Она встала и, придерживая на груди одеяло, прошла к столу и выключила телефон.

Постояв несколько мгновений у окна, Онки окончательно пришла в себя. Мир, который только что неощутимо ни для кого, кроме неё, вздрогнул, зашатался, задребезжал, подобно серванту с хрусталем при незначительном землетрясении, снова был незыблем и привычен. Машины неслись по проспекту. По тротуару спешили люди. На дне стакана замер мутной желтоватой лужицей недопитый апельсиновый сок. Онки машинально опрокинула стакан в рот, последняя маленькая кислая капля коснулась языка… Удостоверившись, что экран телефона, до сей поры неразрывно связывавшего её со всеми страждущими, жаждущими и просто недовольными, погас, Онки вернулась в постель.

– К чертям работу…

Сознание, что сейчас не только можно, но даже нужно расслабиться и не думать ни о ком, кроме самой себя и того, кто рядом, поначалу вселяло в Онки невнятное ощущение неполноты, недостатка чего-то. И если бы не молодой муж, который всеми силами помогал ей освоиться в этом новом состоянии отдохновения, то она не выдержала бы, наверное, и сбежала на службу.
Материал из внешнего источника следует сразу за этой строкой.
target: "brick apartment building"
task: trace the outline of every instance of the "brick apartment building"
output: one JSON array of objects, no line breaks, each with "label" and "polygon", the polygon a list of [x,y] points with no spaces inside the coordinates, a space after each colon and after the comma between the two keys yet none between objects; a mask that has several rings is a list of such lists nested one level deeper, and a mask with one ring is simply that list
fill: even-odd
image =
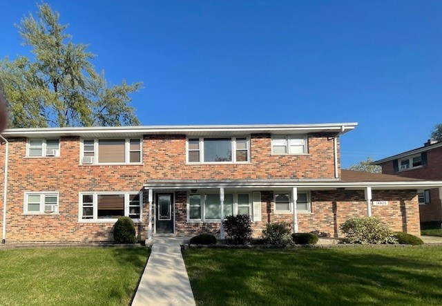
[{"label": "brick apartment building", "polygon": [[[373,162],[382,166],[382,173],[421,180],[442,180],[442,142],[428,140],[423,146]],[[423,229],[442,228],[440,189],[418,191],[421,227]]]},{"label": "brick apartment building", "polygon": [[442,186],[340,169],[339,137],[355,123],[9,129],[1,135],[3,243],[113,240],[121,216],[140,239],[223,235],[220,220],[340,236],[374,216],[419,235],[416,190]]}]

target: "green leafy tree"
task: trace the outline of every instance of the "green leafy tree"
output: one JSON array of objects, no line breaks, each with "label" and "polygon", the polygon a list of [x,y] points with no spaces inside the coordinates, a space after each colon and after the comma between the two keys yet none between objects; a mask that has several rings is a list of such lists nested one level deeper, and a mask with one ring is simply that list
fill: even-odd
[{"label": "green leafy tree", "polygon": [[74,44],[68,25],[46,3],[37,4],[17,26],[32,59],[20,56],[0,61],[0,79],[8,102],[9,126],[91,126],[137,125],[129,95],[142,83],[108,86],[97,73],[88,46]]},{"label": "green leafy tree", "polygon": [[382,167],[381,166],[372,165],[372,162],[373,160],[372,157],[367,157],[367,160],[363,160],[358,164],[350,166],[349,170],[381,173],[382,172]]},{"label": "green leafy tree", "polygon": [[439,124],[434,126],[433,131],[431,132],[431,139],[438,142],[442,141],[442,124]]}]

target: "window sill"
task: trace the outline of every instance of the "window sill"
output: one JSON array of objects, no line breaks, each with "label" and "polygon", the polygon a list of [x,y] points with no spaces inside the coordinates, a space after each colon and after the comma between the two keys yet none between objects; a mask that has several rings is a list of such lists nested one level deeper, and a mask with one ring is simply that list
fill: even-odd
[{"label": "window sill", "polygon": [[142,162],[133,162],[133,163],[103,163],[103,164],[79,164],[79,166],[144,166],[144,164]]},{"label": "window sill", "polygon": [[398,172],[403,172],[403,171],[407,171],[409,170],[419,169],[419,168],[422,168],[423,166],[417,166],[407,168],[406,169],[399,170]]},{"label": "window sill", "polygon": [[310,155],[311,155],[310,153],[277,154],[277,153],[273,153],[270,154],[271,156],[309,156]]},{"label": "window sill", "polygon": [[30,158],[30,159],[36,159],[36,158],[61,158],[61,156],[25,156],[24,158]]},{"label": "window sill", "polygon": [[[297,213],[298,215],[312,215],[313,213],[311,211],[298,211]],[[293,215],[293,211],[275,211],[273,215]]]},{"label": "window sill", "polygon": [[59,216],[60,213],[23,213],[21,216]]},{"label": "window sill", "polygon": [[[98,223],[115,223],[118,221],[118,219],[102,219],[102,220],[79,220],[79,223],[89,223],[89,224],[98,224]],[[134,224],[142,223],[142,220],[132,219]]]},{"label": "window sill", "polygon": [[202,164],[250,164],[251,162],[186,162],[186,165],[189,166],[195,166],[195,165],[202,165]]}]

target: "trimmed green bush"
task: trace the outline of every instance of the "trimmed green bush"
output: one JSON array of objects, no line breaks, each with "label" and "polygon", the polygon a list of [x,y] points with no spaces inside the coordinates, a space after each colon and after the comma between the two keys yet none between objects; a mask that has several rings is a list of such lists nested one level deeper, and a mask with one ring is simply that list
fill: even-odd
[{"label": "trimmed green bush", "polygon": [[113,238],[117,243],[136,243],[135,227],[129,217],[119,217],[113,229]]},{"label": "trimmed green bush", "polygon": [[271,245],[289,245],[291,240],[290,224],[285,222],[267,223],[262,231],[262,238]]},{"label": "trimmed green bush", "polygon": [[423,245],[423,241],[422,241],[422,239],[410,233],[398,231],[394,233],[393,237],[394,237],[397,240],[398,243],[401,245]]},{"label": "trimmed green bush", "polygon": [[231,243],[244,245],[250,242],[253,231],[249,215],[228,216],[222,224]]},{"label": "trimmed green bush", "polygon": [[380,244],[396,243],[393,233],[377,217],[352,218],[345,220],[340,227],[348,243]]},{"label": "trimmed green bush", "polygon": [[211,233],[202,233],[192,237],[191,245],[216,245],[216,238]]},{"label": "trimmed green bush", "polygon": [[319,238],[312,233],[296,233],[291,234],[293,241],[296,245],[316,245]]}]

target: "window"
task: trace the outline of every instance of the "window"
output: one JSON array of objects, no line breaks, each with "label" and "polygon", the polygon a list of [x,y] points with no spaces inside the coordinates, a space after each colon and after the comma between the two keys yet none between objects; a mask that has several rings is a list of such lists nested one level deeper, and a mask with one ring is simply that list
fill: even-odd
[{"label": "window", "polygon": [[24,213],[58,213],[58,193],[25,193]]},{"label": "window", "polygon": [[140,163],[142,143],[138,138],[83,140],[81,164]]},{"label": "window", "polygon": [[55,156],[60,156],[60,140],[28,140],[28,157]]},{"label": "window", "polygon": [[[220,222],[221,202],[218,193],[191,193],[189,195],[188,220]],[[251,196],[249,193],[226,193],[224,216],[251,216]]]},{"label": "window", "polygon": [[430,190],[418,190],[417,198],[419,204],[430,203]]},{"label": "window", "polygon": [[[296,210],[298,212],[311,211],[308,193],[298,193]],[[293,212],[290,201],[290,193],[275,193],[275,212],[276,213]]]},{"label": "window", "polygon": [[307,137],[305,135],[273,136],[271,153],[276,155],[306,154]]},{"label": "window", "polygon": [[403,158],[401,160],[399,160],[398,164],[399,171],[421,166],[423,165],[422,155],[419,154],[417,155],[413,155]]},{"label": "window", "polygon": [[115,221],[128,216],[142,220],[142,193],[81,193],[80,221]]},{"label": "window", "polygon": [[187,162],[189,163],[248,162],[250,149],[247,137],[189,138]]}]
Хитрый Гарри запасся фильмами, музыкой и даже комиксами, чтобы отвлечь любимую, заполнив её ненасытный мозг информацией; он слишком долго мечтал об этих минутах наедине, и теперь не мог позволить себе потерять ни одной… Онки привыкала постепенно, она неумело пыталась заставить себя переключиться на новый семейный домашний обобщенный с другим человеком ритм жизни.

«Почему надо звонить официанту, чтобы он принес завтрак, когда можно сходить вниз и взять? Бездействие – это ведь единственное, что может раздражать человека!»

«Ну, ладно, пока он тащит сюда этот долбаный поднос, можно почитать новости о курсах валют…»

«Послушай, надо куда-нибудь сходить, сидеть на одном месте – это просто невозможно!»